Selanjutnya untuk menindaklanjuti kerja sama penambangan dan dibuat pula perjanjian seolah-olah ada Perjanjian Jual Beli Batubara antara PT. Raimahdan Putra Berjaya dengan Perusda Pertambangan Bara Kaltim Sejahtera No. : 001/PJBB/RPB-PPBKS/VII/2018 tanggal 02 Agustus 2018 yang ditandatangani oleh Syamsul Rizal selaku Direktur Utama PT. Raihmadan Putra Berjaya dan Brigjen TNI (Purn) I Ginting Suka selaku Direktur Utama Perusda BKS, padahal Perusda BKS maupun PT. Raihmadan Putra Berjaya tidak memiliki IUP OP ataupun IUP OP Khusus Pengangkutan & Penjualan, sebagai syarat perusahaan dapat melakukan jual beli batubara dan PT Raihmadan Putra Berjaya tidak memiliki hak untuk menjual batubara dari lokasi IUP OP PT. Raja Kutai Baru Makmur.
Dalam perjanjian fiktif tersebut, PT Raihmadan Berjaya telah menerima pembayaran PT. Raihmadan Putra Berjaya telah menerima pembayaran dari Perusda pertambangan BKS sebesar Rp 3.937.500.000,-. Dari pembayaran tersebut tersangka A menggunakan sebagian dari uang pembayaran untuk kepentingan pribadi.

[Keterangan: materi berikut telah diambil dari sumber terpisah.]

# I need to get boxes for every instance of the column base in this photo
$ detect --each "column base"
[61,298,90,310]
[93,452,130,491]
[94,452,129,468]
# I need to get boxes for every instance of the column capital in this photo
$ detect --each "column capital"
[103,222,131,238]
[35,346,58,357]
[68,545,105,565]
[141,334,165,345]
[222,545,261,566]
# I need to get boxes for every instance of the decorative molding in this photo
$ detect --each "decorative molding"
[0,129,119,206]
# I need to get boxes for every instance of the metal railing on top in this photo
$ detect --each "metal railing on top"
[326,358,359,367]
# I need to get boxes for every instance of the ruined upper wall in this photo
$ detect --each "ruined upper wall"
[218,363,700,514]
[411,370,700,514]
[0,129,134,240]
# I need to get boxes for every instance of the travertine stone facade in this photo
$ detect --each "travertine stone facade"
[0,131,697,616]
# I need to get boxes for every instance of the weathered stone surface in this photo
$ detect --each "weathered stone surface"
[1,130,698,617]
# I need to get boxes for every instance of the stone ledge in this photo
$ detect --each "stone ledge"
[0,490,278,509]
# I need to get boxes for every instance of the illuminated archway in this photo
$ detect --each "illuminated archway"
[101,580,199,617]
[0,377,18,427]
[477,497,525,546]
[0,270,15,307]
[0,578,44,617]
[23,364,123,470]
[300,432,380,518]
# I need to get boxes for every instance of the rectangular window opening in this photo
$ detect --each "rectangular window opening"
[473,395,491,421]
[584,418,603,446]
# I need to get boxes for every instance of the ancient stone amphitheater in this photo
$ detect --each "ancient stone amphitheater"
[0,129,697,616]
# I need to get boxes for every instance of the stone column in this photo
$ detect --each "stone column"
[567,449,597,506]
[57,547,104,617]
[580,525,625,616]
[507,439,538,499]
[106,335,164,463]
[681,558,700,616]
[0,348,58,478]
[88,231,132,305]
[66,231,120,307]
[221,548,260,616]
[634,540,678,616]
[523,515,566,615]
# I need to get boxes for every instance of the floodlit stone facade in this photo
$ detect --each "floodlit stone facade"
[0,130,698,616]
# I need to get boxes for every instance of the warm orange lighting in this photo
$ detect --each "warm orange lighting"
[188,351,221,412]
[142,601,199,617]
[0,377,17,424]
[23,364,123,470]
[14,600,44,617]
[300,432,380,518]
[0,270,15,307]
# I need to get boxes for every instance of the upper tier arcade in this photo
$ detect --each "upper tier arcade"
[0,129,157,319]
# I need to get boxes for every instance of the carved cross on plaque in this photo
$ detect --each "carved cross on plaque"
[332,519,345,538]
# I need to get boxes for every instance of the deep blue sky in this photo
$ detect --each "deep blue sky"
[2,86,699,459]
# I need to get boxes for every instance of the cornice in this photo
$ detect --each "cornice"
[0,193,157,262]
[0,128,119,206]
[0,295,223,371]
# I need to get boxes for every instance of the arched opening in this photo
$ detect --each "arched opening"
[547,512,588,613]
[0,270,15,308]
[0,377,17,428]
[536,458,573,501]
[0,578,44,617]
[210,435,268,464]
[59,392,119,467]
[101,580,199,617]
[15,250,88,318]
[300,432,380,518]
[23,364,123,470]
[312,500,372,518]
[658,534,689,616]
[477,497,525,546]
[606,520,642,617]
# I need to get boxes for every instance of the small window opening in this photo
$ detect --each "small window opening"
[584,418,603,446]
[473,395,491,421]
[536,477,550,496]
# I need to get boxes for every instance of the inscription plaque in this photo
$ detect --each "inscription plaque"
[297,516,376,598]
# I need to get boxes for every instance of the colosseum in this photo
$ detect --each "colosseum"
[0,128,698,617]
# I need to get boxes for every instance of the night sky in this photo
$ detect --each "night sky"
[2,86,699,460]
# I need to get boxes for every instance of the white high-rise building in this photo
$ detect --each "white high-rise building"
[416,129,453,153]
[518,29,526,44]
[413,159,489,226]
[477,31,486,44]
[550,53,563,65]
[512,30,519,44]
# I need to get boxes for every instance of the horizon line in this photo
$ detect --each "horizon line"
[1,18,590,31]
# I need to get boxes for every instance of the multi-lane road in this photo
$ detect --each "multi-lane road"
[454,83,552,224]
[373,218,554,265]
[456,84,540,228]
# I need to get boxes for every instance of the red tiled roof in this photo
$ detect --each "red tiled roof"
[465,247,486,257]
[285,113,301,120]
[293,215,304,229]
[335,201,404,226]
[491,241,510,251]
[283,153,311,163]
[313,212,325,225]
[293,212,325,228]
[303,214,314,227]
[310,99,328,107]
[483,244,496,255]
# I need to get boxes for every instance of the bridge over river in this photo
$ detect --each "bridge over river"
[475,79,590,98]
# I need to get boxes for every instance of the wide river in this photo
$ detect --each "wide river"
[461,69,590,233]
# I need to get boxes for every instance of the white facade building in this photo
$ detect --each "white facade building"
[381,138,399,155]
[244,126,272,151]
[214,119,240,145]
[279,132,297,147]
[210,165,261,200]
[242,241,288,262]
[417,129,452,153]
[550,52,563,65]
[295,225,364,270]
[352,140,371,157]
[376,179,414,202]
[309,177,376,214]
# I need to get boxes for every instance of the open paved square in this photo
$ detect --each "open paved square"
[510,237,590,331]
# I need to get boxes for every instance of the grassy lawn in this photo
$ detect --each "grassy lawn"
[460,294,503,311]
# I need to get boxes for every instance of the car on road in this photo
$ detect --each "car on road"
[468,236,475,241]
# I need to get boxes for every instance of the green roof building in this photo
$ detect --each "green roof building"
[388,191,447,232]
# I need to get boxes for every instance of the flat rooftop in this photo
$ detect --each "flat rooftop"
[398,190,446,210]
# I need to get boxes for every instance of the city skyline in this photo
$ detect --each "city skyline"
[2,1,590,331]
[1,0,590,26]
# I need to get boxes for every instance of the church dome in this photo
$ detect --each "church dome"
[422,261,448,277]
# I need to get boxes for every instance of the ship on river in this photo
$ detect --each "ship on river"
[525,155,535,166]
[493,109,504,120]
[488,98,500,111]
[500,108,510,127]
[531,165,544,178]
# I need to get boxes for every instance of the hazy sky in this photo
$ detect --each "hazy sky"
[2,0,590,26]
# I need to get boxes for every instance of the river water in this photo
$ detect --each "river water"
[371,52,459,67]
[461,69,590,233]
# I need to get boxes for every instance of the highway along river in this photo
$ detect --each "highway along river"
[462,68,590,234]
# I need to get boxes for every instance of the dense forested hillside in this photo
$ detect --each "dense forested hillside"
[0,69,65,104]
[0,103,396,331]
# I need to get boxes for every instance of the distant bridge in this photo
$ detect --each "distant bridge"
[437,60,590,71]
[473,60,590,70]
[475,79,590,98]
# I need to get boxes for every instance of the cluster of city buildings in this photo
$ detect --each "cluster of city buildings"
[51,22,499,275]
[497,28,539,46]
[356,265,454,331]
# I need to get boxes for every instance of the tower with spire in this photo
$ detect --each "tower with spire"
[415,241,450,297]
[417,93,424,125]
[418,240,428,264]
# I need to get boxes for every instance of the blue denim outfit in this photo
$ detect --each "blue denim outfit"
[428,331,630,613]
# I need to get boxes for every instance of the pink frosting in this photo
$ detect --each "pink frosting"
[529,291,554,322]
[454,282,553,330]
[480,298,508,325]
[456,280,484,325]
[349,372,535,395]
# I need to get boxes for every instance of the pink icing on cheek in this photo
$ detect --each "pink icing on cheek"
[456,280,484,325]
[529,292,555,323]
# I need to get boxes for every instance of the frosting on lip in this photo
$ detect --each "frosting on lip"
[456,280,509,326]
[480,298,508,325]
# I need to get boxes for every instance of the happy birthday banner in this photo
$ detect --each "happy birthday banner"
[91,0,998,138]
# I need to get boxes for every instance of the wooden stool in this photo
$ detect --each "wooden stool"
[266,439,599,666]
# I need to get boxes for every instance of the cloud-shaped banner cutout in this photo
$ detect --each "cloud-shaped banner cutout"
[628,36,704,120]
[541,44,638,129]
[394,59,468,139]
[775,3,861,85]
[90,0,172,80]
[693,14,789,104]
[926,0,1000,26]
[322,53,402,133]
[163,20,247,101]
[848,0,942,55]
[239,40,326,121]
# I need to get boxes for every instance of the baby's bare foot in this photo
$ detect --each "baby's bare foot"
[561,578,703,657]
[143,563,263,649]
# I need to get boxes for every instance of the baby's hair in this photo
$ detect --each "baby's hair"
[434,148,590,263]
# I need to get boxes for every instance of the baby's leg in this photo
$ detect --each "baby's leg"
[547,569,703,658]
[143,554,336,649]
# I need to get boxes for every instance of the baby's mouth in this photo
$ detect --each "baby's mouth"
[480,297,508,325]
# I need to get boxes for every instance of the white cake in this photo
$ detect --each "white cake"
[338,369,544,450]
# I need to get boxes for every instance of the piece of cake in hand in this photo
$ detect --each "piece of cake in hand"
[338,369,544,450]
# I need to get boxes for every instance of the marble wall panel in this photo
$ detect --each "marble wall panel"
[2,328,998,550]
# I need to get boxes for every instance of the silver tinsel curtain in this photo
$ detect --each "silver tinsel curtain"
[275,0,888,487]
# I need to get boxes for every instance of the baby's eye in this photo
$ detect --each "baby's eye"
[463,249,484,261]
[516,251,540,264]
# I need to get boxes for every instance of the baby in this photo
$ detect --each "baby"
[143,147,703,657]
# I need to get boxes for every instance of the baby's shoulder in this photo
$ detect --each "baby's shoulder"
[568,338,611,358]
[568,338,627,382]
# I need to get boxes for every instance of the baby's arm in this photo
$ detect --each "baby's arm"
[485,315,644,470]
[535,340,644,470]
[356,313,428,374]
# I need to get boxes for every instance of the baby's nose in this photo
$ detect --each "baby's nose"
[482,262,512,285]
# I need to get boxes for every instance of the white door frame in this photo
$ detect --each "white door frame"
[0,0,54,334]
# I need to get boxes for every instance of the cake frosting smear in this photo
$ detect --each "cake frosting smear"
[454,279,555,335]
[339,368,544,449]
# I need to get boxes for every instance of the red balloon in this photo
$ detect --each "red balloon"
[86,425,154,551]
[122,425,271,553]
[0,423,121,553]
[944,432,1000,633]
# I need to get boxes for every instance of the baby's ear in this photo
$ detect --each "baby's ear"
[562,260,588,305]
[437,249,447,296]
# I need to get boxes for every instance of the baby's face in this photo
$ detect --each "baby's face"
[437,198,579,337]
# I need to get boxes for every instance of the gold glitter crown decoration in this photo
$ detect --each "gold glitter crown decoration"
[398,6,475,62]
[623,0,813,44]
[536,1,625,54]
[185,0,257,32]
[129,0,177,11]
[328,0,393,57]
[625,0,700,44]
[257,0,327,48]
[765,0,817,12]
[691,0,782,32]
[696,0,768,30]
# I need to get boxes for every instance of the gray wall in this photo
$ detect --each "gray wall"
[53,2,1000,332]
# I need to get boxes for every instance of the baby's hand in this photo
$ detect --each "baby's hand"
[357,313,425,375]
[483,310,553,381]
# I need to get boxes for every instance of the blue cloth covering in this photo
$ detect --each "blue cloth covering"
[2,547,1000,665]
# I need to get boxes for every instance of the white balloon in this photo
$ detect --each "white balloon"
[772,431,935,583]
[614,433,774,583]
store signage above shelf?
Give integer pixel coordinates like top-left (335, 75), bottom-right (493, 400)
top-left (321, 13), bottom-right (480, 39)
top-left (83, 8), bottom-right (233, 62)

”Bahwa kerugian negara akibat perbuatan terdakwa Brigjen TNI (Purn.) Idaman Ginting Suka dan Tersangka A selaku direktur oprasional PT Kace Berkah Alam senilai kurang lebih Rp7.194.863.838, – dari total kerugian negara sebesar Rp21.202.001.888,” ungkap Toni.